La plupart des sites sont de retour en ligne ce matin, à l’exception d’Universal Music qui affiche un message de maintenance. Mais sur Twitter, le groupe promet d’autres attaques.
Anonymous pourrait être qualifié de nébuleuse puisque chacun peut s’y joindre par des canaux de discussion sur le service de chat IRC ou encore par Twitter. Et nul besoin de posséder des connaissances informatiques poussées avec le programme LOIC (Low Orbit Ion Cannon). En le téléchargeant, l’utilisateur ajoute son ordinateur à la somme de ceux utilisés pour multiplier les requêtes de connexion sur un site. Cette méthode avait déjà été utilisée pour protester contre l’arrestation de Julian Assange, le fondateur de Wikileaks, en décembre 2010.
Le groupe a aussi embrigadé d’autres internautes en les faisant cliquer sur un lien à partir de Twitter et d’autres plateformes. Cela permettait d’activer une version en ligne de LOIC, impliquant l’ordinateur dans les requêtes de connexion vers les sites visés par le groupe, comme le détaille Gawker.
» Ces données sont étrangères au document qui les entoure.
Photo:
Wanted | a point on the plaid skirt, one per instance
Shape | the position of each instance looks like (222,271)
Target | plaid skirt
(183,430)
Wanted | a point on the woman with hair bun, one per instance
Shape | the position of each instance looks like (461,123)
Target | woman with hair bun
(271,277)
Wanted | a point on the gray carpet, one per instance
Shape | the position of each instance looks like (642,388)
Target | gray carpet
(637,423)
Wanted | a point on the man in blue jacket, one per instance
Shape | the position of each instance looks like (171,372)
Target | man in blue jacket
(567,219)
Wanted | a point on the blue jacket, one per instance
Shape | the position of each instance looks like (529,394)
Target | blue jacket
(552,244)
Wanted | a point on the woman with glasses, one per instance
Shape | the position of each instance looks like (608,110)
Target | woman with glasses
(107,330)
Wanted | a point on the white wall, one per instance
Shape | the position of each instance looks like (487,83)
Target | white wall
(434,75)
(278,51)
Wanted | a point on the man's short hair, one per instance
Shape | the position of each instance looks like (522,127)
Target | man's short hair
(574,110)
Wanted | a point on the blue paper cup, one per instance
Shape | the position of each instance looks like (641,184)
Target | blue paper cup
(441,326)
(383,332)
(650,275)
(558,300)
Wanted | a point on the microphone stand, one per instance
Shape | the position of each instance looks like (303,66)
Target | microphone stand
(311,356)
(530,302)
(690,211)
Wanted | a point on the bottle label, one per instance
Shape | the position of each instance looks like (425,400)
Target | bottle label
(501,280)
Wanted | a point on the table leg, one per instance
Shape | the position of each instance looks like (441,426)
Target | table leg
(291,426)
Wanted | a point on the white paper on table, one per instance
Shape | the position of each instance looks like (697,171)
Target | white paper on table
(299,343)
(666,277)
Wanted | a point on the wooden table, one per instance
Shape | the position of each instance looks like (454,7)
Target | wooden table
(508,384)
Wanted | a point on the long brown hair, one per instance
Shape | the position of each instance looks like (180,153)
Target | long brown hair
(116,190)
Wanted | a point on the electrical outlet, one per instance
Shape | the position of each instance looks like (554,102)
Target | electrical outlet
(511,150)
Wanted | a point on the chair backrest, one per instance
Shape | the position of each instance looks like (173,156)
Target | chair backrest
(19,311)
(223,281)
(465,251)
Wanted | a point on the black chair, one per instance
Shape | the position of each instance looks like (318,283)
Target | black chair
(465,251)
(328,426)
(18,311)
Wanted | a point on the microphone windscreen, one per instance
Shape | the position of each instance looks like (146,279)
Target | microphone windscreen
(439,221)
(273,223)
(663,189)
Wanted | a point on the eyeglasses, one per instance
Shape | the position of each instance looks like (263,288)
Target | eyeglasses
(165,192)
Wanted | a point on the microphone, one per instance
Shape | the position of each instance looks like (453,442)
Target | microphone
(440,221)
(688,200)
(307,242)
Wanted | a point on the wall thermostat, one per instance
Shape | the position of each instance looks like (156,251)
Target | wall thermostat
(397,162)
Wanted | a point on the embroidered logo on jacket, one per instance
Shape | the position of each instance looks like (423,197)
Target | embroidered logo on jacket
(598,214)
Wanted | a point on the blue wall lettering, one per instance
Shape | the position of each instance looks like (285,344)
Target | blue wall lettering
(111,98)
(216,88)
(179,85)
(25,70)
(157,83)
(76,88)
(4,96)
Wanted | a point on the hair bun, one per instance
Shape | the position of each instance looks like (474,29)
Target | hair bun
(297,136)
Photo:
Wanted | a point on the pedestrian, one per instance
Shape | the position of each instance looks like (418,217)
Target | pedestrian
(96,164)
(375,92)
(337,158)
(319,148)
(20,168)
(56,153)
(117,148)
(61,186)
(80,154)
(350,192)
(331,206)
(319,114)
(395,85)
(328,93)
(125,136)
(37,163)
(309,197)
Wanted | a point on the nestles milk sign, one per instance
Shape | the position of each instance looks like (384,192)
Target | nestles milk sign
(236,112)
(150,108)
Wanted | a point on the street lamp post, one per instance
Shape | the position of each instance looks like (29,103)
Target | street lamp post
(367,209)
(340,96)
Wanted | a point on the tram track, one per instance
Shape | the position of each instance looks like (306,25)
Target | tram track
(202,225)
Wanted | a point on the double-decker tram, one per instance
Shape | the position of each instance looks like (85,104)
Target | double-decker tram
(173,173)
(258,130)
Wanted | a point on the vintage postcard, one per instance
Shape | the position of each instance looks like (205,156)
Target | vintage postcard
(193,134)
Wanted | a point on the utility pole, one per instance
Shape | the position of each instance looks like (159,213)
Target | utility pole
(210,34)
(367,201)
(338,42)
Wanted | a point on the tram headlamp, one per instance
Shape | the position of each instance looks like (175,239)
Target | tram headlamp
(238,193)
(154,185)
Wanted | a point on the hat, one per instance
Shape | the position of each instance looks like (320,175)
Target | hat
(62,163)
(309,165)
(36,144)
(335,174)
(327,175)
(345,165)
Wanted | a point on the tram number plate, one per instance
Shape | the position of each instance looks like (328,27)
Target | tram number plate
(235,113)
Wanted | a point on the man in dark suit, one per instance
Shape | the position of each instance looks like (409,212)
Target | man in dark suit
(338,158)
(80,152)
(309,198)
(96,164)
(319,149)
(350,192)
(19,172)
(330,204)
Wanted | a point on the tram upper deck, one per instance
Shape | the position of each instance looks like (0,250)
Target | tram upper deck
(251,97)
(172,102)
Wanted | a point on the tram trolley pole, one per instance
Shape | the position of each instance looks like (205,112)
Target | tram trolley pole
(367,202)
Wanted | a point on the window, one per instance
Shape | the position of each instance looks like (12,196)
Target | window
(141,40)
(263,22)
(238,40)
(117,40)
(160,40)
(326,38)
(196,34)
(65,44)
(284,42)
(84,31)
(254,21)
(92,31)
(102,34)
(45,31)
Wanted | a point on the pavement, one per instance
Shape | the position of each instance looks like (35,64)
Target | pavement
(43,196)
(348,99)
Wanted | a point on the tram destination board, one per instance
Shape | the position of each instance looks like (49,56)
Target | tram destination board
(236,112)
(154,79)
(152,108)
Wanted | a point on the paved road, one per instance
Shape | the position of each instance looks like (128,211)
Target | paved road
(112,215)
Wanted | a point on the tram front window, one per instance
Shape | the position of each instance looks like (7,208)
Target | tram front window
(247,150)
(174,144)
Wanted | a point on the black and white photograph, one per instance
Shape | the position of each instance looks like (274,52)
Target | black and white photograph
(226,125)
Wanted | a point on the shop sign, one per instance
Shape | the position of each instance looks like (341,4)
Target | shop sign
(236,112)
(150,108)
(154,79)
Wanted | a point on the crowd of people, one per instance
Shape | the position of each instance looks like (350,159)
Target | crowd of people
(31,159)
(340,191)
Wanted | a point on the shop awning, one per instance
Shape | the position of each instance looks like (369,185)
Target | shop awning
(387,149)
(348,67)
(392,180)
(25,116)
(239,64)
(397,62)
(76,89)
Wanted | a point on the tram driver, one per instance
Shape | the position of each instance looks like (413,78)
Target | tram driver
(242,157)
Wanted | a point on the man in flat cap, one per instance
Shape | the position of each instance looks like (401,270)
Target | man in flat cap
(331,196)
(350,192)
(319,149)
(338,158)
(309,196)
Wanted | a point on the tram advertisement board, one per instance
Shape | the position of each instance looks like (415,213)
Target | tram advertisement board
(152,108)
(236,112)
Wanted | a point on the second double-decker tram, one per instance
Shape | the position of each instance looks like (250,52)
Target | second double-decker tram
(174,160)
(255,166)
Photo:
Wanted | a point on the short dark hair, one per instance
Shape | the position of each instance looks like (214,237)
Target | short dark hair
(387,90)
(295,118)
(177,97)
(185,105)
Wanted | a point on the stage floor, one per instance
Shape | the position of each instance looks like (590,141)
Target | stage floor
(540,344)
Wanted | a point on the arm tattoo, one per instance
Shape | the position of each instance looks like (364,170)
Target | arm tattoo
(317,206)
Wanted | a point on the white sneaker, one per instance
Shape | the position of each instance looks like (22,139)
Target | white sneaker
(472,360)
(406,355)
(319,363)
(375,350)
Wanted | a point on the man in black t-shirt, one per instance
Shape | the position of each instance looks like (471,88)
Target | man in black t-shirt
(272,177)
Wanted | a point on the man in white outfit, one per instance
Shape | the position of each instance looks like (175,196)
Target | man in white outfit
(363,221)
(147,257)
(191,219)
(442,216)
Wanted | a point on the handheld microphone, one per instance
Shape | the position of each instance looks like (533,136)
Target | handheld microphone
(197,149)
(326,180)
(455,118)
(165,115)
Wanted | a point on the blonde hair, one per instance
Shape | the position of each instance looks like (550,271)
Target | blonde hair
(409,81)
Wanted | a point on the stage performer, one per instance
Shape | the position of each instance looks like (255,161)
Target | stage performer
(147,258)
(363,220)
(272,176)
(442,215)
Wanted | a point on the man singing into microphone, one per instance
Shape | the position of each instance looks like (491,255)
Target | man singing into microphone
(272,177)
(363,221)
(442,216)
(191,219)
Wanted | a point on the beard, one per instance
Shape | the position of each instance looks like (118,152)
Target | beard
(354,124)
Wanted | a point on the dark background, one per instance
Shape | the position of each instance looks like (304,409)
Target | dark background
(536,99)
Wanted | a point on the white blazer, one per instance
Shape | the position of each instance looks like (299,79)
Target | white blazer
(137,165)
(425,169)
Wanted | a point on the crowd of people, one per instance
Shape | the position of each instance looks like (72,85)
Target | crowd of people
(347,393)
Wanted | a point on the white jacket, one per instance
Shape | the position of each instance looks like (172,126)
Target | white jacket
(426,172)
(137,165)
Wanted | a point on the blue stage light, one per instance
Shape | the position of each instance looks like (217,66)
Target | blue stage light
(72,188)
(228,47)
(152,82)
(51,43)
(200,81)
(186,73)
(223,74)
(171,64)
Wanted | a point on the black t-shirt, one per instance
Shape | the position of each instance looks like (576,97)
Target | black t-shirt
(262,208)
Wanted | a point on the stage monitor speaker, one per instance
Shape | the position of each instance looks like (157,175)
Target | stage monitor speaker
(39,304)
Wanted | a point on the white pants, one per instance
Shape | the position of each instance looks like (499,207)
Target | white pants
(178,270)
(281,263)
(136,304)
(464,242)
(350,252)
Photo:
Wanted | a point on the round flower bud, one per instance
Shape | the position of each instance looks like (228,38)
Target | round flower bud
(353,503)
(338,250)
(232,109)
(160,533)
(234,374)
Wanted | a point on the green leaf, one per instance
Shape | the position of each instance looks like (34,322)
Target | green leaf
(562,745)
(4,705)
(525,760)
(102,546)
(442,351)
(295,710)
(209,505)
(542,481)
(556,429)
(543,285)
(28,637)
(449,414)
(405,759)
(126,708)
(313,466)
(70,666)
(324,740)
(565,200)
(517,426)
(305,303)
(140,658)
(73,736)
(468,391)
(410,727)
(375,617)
Les fondateurs de Megaupload devant la justice
Pendant ce temps, Kim Schmitz, le fondateur du site (qui se fait appeler Kim Dotcom), a comparu devant la justice néo-zélandaise vendredi avec trois autres accusés. Ils sont maintenus en détention en attendant une nouvelle audience lundi pour une éventuelle mise en liberté sous caution. « Nous n’avons rien à cacher », a déclaré à la barre le fondateur du site, un ressortissant allemand âgé de 37 ans.
L’arrestation de M. Schmitz a été plutôt musclée, a relaté un inspecteur néo-zélandais. « M. Dotcom est rentré dans sa maison et a activé plusieurs mécanismes de fermeture électronique. Une fois ces codes neutralisés par la police, il s’est barricadé dans une chambre forte (…) et lorsque la police est parvenue à y pénétrer, ils ont trouvé M. Dotcom près d’une arme qui avait l’apparence d’un fusil de chasse à canon scié ». Et d’ajouter : « Ça a été plus compliqué que de frapper à la porte ».
Les policiers ont aussi interpellé Finn Batato, 38 ans, responsable du marketing, et le Co fondateur et responsable technique du site Mathias Ortmann, 40 ans, tous deux de
nationalité allemande, ainsi qu’un Néerlandais de 29 ans, Bram Van der Kolk. Trois autres membres du site restent recherchés. Le FBI collaborait avec la police néo-zélandaise depuis début 2011 dans cette affaire.
Les procureurs américains les accusent d’avoir entraîné des pertes de plus de 500 millions de dollars pour les détenteurs des droits d’auteur de fichiers distribués illégalement sur Megaupload. Et ce, tout en ayant généré des profits de 175 millions de dollars grâce aux abonnements et à la publicité, peut-on lire dans l’acte d’accusation.
Megaupload constitue le 13e site le plus visité, avec 50 millions de visiteurs par jour, selon l’acte d’accusation.
Ils risquent jusqu’à 20 ans de prison pour conspiration de racket, conspiration de violation de copyright et conspiration de blanchiment d’argent. La police néo-zélandaise a également saisi des avoirs de plusieurs millions de dollars, dont plusieurs voitures de luxe.
La fermeture de Megaupload survient au lendemain d’une protestation de grande envergure sur le web contre deux projets de loi antipiratage aux États-Unis, SOPA et PIPA.